When the mold is ready, it’s time to start making plates. First we prepare the clay. We use a mix of new and recycled clay, and we roll it out into thick slabs, then cut it into a rough diameter of the plate. After the slabs are prepped and cleaned, we put them into the plaster mold on the wheel.
This is what feels like the first “actual” making step. With the wheel spinning, we compress the clay by hand as well as with the profile on the jigger arm, which helps us size the plate appropriately. After quite a few passes to get the thickness of the piece just right, the rim is refined and the piece is set out to dry. The plaster helps remove moisture from the base of the plate while the top dries slowly in the air. We pop the plate out of the mold when it’s ready, then we let it stiffen up under plastic overnight. The next day the piece is trimmed, cleaned and decorated, which is another three steps in its own right.
At this stage, we set the piece out to dry for about a week before it’s ready for the first firing. We clean it up one last time before putting into the kiln where it’s fired to roughly 1800º F, making the clay sturdy enough to glaze, yet still porous enough to absorb the glaze. We call this the bisque firing. Once it’s through the first firing, we give each piece a quick sponging-off to remove any excess dust, then dip it in a glaze which we mix ourselves.
We clean it up one more time before it goes back into the kiln and is fired to 2350º F. That temperature takes it to a stage where it becomes vitreous, or like glass, and hopefully also quite beautiful too. The glaze firing takes about 10 hours, and then the kiln is cooled for another 36 hours before we are able to unload it.
Once unloaded, we inspect each piece to make sure it looks and feels how it should, and we sand the bottom so it’s nice and smooth. At this stage, we’ll probably be packing it up and getting it out the door to you. The final step is yours… unpack it and get your next meal served on your new dishes.
Who is your dinnerware for?
KK: The person who looks at the details. The person who thinks about how things were made. The person who is always looking for the perfect tomato, the best bread or the first strawberries of the season. The person who wants to know where the things they have come from.
Talk to us about stacks vs. sets.
KK: While the work is straightforward, ordering dinnerware on our website hasn’t been. Hopefully, we’ve made it a lot simpler to figure out which pieces you want and how to order them.

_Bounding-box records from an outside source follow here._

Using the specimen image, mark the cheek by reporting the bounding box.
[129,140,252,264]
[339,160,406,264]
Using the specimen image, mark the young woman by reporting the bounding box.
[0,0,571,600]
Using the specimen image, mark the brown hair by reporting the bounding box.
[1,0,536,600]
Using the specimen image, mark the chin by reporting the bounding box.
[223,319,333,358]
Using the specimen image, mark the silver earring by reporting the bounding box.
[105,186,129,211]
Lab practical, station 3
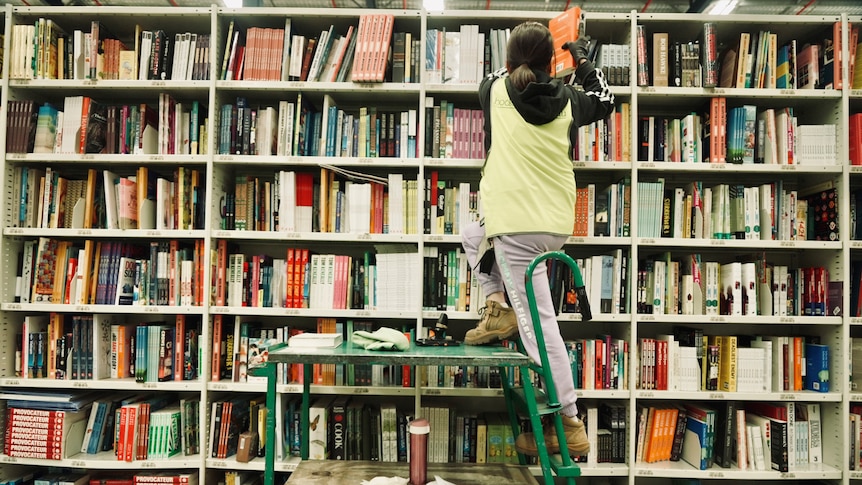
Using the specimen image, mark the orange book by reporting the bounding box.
[210,314,222,381]
[548,6,586,77]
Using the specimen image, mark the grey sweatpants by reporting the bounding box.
[461,222,578,416]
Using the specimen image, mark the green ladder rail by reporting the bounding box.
[500,251,592,485]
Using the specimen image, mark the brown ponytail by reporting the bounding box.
[506,22,554,91]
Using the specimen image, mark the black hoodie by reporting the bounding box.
[479,61,614,156]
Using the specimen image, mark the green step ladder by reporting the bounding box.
[500,251,592,485]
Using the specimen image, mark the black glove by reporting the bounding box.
[563,36,590,67]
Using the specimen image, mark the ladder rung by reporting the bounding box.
[511,387,561,416]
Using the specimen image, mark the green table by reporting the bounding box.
[262,343,530,485]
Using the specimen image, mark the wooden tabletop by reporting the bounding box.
[287,460,538,485]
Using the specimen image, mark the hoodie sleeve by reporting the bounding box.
[569,61,614,126]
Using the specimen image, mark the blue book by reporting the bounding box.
[805,343,829,392]
[682,416,709,470]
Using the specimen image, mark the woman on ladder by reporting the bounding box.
[462,22,614,456]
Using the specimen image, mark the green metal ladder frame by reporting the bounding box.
[500,251,592,485]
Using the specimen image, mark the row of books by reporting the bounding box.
[640,178,840,241]
[18,237,204,306]
[636,401,823,472]
[12,165,203,230]
[423,175,481,234]
[424,96,486,159]
[220,14,398,82]
[15,312,201,382]
[207,396,268,462]
[635,327,831,393]
[16,93,207,155]
[637,22,859,89]
[638,101,840,165]
[0,470,198,485]
[9,17,210,80]
[221,168,417,234]
[635,252,842,316]
[15,313,96,380]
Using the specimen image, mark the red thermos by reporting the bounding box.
[408,418,431,485]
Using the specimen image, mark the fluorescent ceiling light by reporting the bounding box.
[707,0,739,15]
[422,0,445,12]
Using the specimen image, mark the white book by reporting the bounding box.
[102,170,120,229]
[287,332,344,348]
[740,261,759,316]
[748,336,776,392]
[802,403,823,465]
[307,396,335,460]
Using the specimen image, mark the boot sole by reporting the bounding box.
[464,328,518,345]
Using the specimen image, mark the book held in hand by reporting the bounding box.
[287,332,344,348]
[548,6,587,77]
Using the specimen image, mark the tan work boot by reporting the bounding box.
[464,300,518,345]
[515,416,590,456]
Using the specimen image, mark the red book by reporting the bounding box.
[548,6,586,77]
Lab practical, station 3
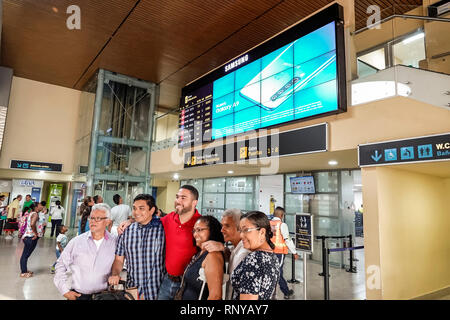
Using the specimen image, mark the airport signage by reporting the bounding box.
[358,133,450,167]
[184,123,328,168]
[178,4,347,148]
[295,213,314,253]
[10,160,62,172]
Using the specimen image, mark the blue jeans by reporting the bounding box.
[158,273,181,300]
[20,237,39,273]
[276,253,289,296]
[53,249,61,267]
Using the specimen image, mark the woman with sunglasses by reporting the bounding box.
[231,211,280,300]
[175,216,225,300]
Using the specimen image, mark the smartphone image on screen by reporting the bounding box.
[239,44,336,111]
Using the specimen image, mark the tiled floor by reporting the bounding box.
[0,230,365,300]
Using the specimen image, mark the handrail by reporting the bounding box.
[351,14,450,36]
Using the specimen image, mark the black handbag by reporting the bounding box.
[92,280,135,300]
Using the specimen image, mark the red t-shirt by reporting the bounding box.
[161,210,201,276]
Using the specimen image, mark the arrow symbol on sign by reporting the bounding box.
[370,150,382,162]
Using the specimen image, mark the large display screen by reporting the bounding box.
[179,3,346,147]
[290,176,316,194]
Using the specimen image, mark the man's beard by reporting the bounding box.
[177,205,192,214]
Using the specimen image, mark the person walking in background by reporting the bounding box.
[270,207,298,299]
[231,211,280,300]
[50,200,65,238]
[20,203,39,278]
[50,224,69,273]
[202,209,250,300]
[110,194,131,235]
[53,203,117,300]
[4,194,22,240]
[22,194,33,212]
[93,194,103,204]
[108,194,165,300]
[0,195,7,235]
[177,216,225,300]
[41,201,49,235]
[78,196,95,234]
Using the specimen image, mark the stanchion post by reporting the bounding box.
[303,252,307,300]
[347,234,356,273]
[323,248,330,300]
[287,254,300,283]
[317,236,325,277]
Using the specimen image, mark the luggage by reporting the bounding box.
[92,280,135,300]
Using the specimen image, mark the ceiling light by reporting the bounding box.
[402,32,425,44]
[328,160,338,166]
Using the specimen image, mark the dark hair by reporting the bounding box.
[241,211,275,249]
[113,193,122,204]
[28,202,36,212]
[133,193,158,212]
[94,194,100,204]
[180,184,198,200]
[192,215,225,246]
[83,196,92,206]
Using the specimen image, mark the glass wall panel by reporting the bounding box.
[226,193,255,211]
[203,193,225,209]
[203,178,226,192]
[314,171,338,193]
[226,177,255,192]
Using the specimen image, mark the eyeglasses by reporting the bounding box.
[239,227,261,233]
[89,217,108,222]
[192,228,209,234]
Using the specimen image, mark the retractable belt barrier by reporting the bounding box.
[286,232,300,283]
[316,234,364,300]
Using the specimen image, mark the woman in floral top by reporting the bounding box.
[231,211,280,300]
[20,203,39,278]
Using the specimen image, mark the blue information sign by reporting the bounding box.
[358,133,450,167]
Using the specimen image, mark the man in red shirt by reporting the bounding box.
[118,185,200,300]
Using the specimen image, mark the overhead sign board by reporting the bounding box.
[295,213,314,253]
[358,133,450,167]
[10,160,62,172]
[184,123,328,168]
[179,4,347,148]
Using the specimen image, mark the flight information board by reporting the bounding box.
[178,4,346,147]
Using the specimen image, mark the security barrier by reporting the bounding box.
[316,235,364,300]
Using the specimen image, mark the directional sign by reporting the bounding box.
[10,160,62,172]
[295,213,314,253]
[358,133,450,167]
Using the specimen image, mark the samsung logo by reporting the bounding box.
[225,54,248,72]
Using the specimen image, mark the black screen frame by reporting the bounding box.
[178,3,347,149]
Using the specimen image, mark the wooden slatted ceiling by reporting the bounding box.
[2,0,135,87]
[2,0,422,108]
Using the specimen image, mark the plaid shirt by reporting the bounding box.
[116,216,165,300]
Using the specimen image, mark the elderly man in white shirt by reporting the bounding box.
[203,209,250,300]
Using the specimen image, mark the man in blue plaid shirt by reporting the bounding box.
[108,194,165,300]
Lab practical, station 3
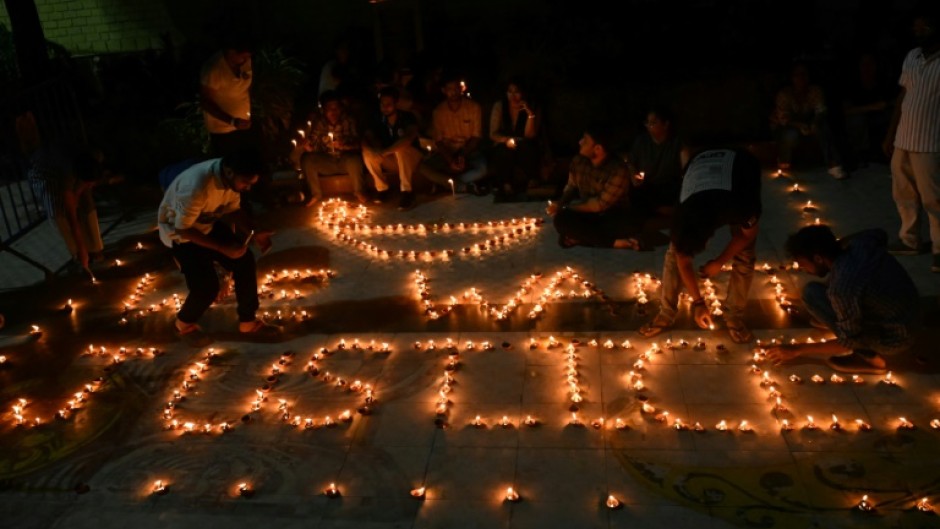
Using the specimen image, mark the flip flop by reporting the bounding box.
[239,320,283,341]
[826,352,888,375]
[725,321,754,343]
[637,314,672,338]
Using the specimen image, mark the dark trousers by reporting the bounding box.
[490,140,539,193]
[172,224,258,323]
[553,208,640,248]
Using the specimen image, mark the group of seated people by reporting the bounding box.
[291,68,542,210]
[158,140,922,380]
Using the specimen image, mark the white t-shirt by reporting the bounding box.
[157,158,241,247]
[679,149,735,203]
[200,51,251,134]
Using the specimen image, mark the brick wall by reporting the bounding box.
[0,0,179,55]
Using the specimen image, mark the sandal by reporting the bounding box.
[238,320,283,340]
[725,321,754,343]
[637,314,672,338]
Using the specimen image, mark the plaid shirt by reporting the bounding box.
[561,154,630,211]
[308,114,360,152]
[827,229,920,349]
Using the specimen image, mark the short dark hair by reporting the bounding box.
[784,224,842,259]
[441,69,464,87]
[222,149,265,176]
[379,86,401,101]
[584,121,616,154]
[320,90,343,107]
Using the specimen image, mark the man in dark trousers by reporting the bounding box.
[767,226,920,373]
[640,149,762,343]
[157,150,280,347]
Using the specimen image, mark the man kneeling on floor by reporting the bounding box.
[767,225,921,374]
[157,151,280,347]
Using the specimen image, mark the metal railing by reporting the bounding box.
[0,77,86,277]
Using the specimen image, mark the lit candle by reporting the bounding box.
[607,494,623,509]
[829,413,842,431]
[238,482,254,498]
[506,487,520,502]
[917,496,933,513]
[152,479,168,494]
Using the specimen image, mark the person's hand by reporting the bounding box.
[232,118,251,130]
[699,259,721,278]
[881,138,894,159]
[767,344,800,365]
[255,230,274,253]
[78,246,89,268]
[219,243,248,259]
[692,303,715,329]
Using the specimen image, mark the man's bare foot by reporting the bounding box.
[614,237,640,250]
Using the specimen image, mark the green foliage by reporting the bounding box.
[0,24,19,85]
[251,47,307,164]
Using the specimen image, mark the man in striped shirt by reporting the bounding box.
[883,1,940,272]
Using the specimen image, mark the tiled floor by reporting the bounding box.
[0,161,940,529]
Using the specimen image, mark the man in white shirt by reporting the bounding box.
[199,43,252,156]
[883,1,940,272]
[157,150,280,347]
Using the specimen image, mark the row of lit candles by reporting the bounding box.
[143,479,934,514]
[317,198,542,261]
[413,267,608,320]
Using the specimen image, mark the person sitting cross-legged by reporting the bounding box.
[546,123,639,249]
[300,90,367,207]
[157,150,280,347]
[767,225,921,374]
[362,86,423,210]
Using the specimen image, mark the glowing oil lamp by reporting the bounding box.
[323,483,341,498]
[916,496,933,513]
[505,487,521,503]
[150,479,169,495]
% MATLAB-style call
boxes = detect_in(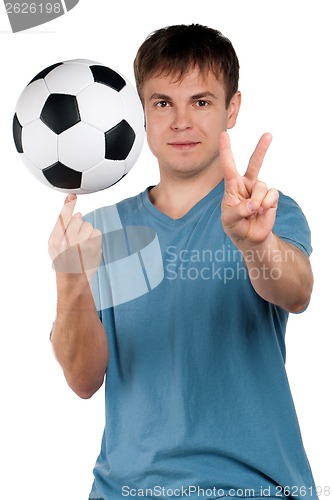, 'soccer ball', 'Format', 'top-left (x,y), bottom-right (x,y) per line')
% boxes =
(13, 59), (145, 194)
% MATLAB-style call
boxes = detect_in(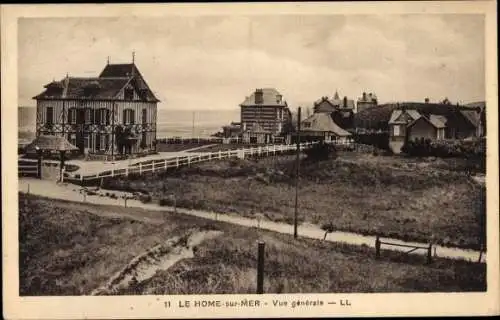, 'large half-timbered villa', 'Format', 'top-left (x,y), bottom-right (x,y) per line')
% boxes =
(33, 62), (159, 159)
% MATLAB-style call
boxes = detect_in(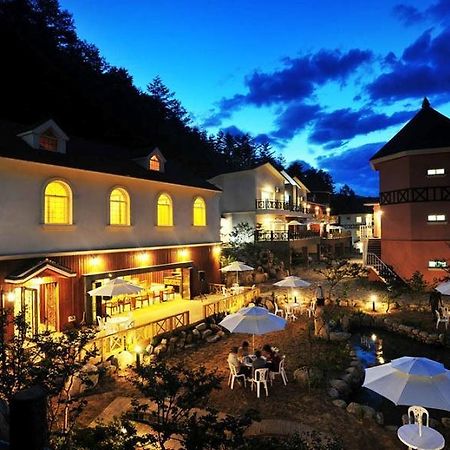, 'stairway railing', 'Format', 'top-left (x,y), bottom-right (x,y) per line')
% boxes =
(366, 253), (403, 282)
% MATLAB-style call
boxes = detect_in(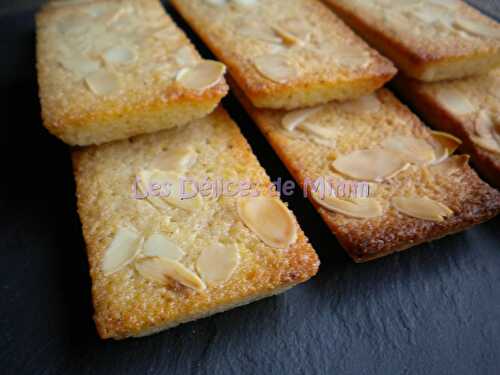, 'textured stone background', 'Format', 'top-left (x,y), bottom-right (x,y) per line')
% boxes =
(0, 0), (500, 375)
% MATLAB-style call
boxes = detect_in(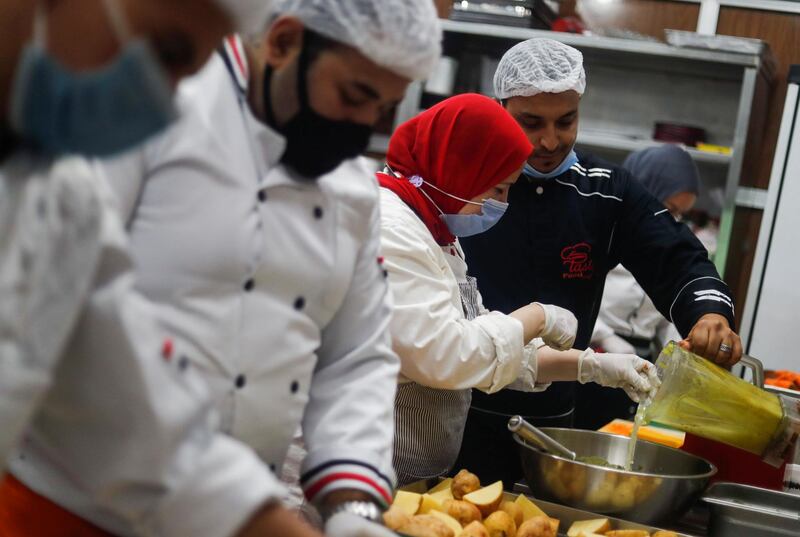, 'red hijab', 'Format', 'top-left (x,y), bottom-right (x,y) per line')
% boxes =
(378, 93), (533, 246)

The easiest option is to pick one of our four sets of either a 3, 5 or 7-piece place setting in sets of 4, 8, 10 or 12. Sets are automatically 10% less than ordering individual stacks.
If you’re looking to customize your options, you can order by stack. All seven of our pieces come in stacks of 4, 6, 8, 10 and 12. You can mix and match, getting the exact pieces you want in the quantities that work best for you.
Either way, you’re going to be getting our dinnerware as quickly as we can get it through the making and firing process.
When and how should we use this new dinnerware?
KK: Use it often—and use it for however you like to eat. Share your meals with your friends. Share your meals with your family. Have breakfast. Have parties. Have midnight snacks.
Why is it good to know who made your plates?
Because I think we could all stand to use less buzzwords and use more real things.
What’s cooking in your kitchen? What do you want to put on your plates?
Breakfast: A couple of eggs, toast and sausage on the 9” plate.
Lunch: A big salad with greens, snap peas, some good tinned fish and a fresh vinaigrette in the large bowl.
Dinner: Ground chicken tacos on the 7.5" plate or take-out Thai food, using the small bowls for rice and medium bowls for curry.
Yum. Thanks Keith! Bring us some tacos.